In short, a headless browser is a web browser without a graphical user interface (GUI). GUI includes digital elements that users interact with, such as buttons, icons, and windows. But there is much more you need to know about a headless browser.
In this article, you will learn what a headless browser is, what it is used for, what is headless Chrome, and what other browsers are most popular in headless mode. We will also discuss the primary limitations of headless browser testing.
Navigate this article:
- What is a headless browser?
- What is a headless browser used for?
- Most popular headless browsers
- What is headless testing?
- Headless browser testing: limitations
What is a headless browser?
Headless browser is a web browser that is not configured with a Graphical User Interface (GUI). It is mostly used by software test engineers, because browsers without a GUI perform faster since they do not have to draw visual content. One of the largest benefits of headless browsers is their ability to be run on servers without GUI support.
Headless browsers are usually executed via command line, or via network communication.
What is a headless browser used for?
The most common use case for headless browsers is web page testing. Headless browsers easily understand HTML pages and interpret them as any other browser. They depict style elements, including colors, fonts, layouts, etc.
So, what is the use of headless browser testing?
- Layout testing
Website performance can be quickly tested using a headless browser. Since a browser without GUI loads websites much faster, performance tasks that do not require UI interaction can be tested via the command line. In such tasks, there is no need to manually refresh pages. While this saves time and effort, it is important to note that only small performance tasks such as log-in tests can be examined with a headless browser.
- Data extraction
When it comes to web scraping and data extraction with a headless browser, there is often no need to start a website.
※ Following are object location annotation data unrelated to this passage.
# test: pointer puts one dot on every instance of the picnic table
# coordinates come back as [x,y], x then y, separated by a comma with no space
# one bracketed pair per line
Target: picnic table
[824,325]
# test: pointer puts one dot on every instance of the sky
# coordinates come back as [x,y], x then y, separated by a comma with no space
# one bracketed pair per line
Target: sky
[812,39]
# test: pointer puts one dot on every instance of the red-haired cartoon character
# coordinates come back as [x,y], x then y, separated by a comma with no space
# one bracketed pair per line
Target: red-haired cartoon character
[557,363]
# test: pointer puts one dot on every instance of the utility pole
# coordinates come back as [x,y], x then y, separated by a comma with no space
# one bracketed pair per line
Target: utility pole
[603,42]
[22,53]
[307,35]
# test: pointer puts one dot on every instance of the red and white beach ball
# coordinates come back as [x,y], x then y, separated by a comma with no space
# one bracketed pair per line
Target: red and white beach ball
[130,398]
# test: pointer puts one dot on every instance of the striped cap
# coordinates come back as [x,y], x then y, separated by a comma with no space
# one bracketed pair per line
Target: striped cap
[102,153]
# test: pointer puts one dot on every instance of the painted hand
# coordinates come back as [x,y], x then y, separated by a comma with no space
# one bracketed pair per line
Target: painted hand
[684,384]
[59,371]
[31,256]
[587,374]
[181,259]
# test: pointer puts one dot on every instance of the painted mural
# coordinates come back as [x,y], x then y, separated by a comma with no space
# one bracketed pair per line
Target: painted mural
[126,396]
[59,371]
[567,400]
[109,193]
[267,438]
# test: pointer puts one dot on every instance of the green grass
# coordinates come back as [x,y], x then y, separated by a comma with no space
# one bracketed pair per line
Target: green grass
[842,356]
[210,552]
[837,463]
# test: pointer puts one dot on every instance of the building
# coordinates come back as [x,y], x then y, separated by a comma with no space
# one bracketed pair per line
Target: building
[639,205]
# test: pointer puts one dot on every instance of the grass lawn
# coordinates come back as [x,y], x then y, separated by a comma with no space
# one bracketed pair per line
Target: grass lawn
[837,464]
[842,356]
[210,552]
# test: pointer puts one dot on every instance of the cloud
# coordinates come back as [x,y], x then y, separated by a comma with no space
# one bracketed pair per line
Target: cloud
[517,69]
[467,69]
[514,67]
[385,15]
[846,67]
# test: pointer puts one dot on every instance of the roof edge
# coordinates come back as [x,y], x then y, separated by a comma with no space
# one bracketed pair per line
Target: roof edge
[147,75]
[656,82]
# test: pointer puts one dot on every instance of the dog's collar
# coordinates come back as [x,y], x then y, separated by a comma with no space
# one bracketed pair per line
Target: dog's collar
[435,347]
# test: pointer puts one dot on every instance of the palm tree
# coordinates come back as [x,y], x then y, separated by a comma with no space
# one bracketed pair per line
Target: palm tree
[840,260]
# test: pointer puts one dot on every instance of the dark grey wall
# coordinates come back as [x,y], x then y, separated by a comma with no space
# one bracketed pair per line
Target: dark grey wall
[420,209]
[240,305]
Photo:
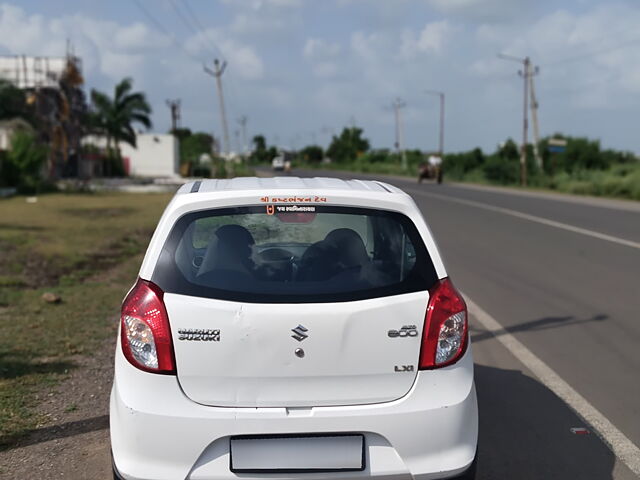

Web scraping with a headless browser allows quickly navigating websites and collecting public data.
Most popular headless browsers
One of the main requirements for headless browsers is to be able to run on low resources. The browser should run in the background without significantly slowing down other tasks being performed by the system.
Different headless browsers perform better in different testing scenarios. For this reason, developers often have to test various options to find the best combination of tools for their case. Here are some of the most popular headless browsers and their main features:
- Google Chrome can run in a headless environment and provide a regular browser context without using up as much memory. Google Chrome headless mode is available in version 59 or higher. The most common tasks performed in Headless Chrome include printing the Document Object Model (DOM), creating a PDF, and taking screenshots.
- Mozilla Firefox in headless mode can be connected to different APIs. The most popular framework to use with Firefox is Selenium. Headless Firefox is mostly used for running automated tests as it makes the testing process more efficient.
- HtmlUnit is written in Java and used to automate different ways in which users interact with websites. This headless web browser is most popular for testing e-commerce websites as it is best for testing submission forms, website redirects, and HTTP authentication.
Phantom JS is also worth mentioning because it used to be a popular headless web browser. Many developers have compared PhantomJS vs HtmlUnit. However, Phantom JS has been discontinued for a few years now. It was open-source, supported by contributions from dedicated developers.
What is headless testing?
Headless testing is the process of performing browser tests without the type of browser UI or GUI. This means that while this technique tests the components, it skips the part associated with rendering visual elements.
One of the essential reasons for carrying out headless browser testing is its ability to run tests faster in a real browser environment. However, while headless testing enables quicker, easier, and less resource-intensive automation, it also has its own limitations that we recommend to always keep in mind.
Headless browser testing: limitations
Headless testing has its limitations. Here are some examples:
- Testing with headless browsers may shift developer’s attention towards fixing bugs that only appear when using browsers in a headless environment. However, it is important not to forget that users will hardly ever visit the website with a headless browser. So focusing on issues that appear on a regular browser should be a priority.
- During headless testing, some pages load too fast, making it difficult to debug inconsistent failures on locating elements.
Headless browsers work much faster than regular browsers, since they do not have to load all the content that contributes to user experience.
Due to their high speed, headless browsers are often used for web page testing. They are employed in testing various automation tasks on a website, its performance, and layout. Data extraction is another common use case for headless browsers.
Some of the most popular web browsers, including Chrome and Mozilla Firefox come in headless mode.
However, headless browsers also have limitations and in some cases testing should be performed in regular browsers.